Het hof oordeelde dat de plek waar de auto stond geparkeerd feitelijk voor het openbaar verkeer openstond, waardoor de verkeersregels van toepassing waren. De kantonrechter had terecht geoordeeld dat de locatie waar de auto stond, een voor het openbaar verkeer openstaande weg was. Het hof concludeerde dat de gedraging van de betrokkene in strijd was met het parkeerverbod, ongeacht de toestemming van dhr. [B]. Het hof vernietigde de beslissing van de kantonrechter, verklaarde het beroep gedeeltelijk gegrond en wijzigde de beslissing van de officier van justitie, maar verklaarde het beroep voor het overige ongegrond.

Uitspraak

GERECHTSHOF ARNHEM-LEEUWARDEN

zittingsplaats Leeuwarden
Zaaknummer
: Wahv 200.253.192/01
CJIB-nummer
: 185259722
Uitspraak d.d.
: 7 april 2020
Arrestop het hoger beroep inzake de Wet administratiefrechtelijke handhaving verkeersvoorschriften (Wahv) tegen de beslissing van de kantonrechter van de rechtbank Gelderland van 26 oktober 2018, betreffende

[betrokkene] (hierna: de betrokkene),

wonende te [A] .

De beslissing van de kantonrechter

De kantonrechter heeft - na terugwijzing van de zaak door het hof - het beroep van de betrokkene tegen de beslissing van de officier van justitie ongegrond verklaard.

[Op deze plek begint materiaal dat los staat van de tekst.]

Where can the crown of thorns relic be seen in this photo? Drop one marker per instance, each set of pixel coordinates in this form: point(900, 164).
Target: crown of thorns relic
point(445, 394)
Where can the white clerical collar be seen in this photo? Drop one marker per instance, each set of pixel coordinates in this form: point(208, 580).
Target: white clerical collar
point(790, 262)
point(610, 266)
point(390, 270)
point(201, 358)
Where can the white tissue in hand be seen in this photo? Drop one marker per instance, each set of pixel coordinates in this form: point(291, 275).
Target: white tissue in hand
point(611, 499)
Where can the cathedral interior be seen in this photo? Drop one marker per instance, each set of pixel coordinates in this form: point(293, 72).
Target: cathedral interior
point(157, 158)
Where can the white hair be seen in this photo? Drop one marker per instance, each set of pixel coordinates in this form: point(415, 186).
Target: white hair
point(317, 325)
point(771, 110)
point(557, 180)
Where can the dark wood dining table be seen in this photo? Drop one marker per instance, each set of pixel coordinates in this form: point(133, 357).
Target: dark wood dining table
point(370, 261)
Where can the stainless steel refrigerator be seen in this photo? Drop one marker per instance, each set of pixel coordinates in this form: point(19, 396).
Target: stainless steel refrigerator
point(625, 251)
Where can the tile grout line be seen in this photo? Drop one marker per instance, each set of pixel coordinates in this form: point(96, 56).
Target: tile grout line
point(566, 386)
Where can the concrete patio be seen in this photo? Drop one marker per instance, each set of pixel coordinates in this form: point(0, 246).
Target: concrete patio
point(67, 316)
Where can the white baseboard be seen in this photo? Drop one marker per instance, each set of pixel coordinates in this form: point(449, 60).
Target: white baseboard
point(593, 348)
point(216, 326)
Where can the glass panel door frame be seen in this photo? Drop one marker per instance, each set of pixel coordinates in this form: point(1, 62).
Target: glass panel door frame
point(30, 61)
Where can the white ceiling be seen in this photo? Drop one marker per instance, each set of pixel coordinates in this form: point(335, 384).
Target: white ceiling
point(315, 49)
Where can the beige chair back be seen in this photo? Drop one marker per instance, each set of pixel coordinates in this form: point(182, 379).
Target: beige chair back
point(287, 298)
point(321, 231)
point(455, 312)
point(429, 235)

Het verloop van de procedure

De betrokkene heeft hoger beroep ingesteld tegen de beslissing van de kantonrechter.
De advocaat-generaal heeft een verweerschrift ingediend.
De betrokkene heeft het beroep schriftelijk nader toegelicht.
De advocaat-generaal heeft daarop gereageerd.

Beoordeling

1. Aan de betrokkene is als kentekenhouder bij inleidende beschikking een sanctie opgelegd van € 90,- voor: “parkeren in strijd met parkeerverbod/parkeerverbodszone”. Deze gedraging zou zijn verricht op 10 oktober 2014 om 15:18 uur op de Bloemstraat in Arnhem met het voertuig met het kenteken [00-YY-YY] .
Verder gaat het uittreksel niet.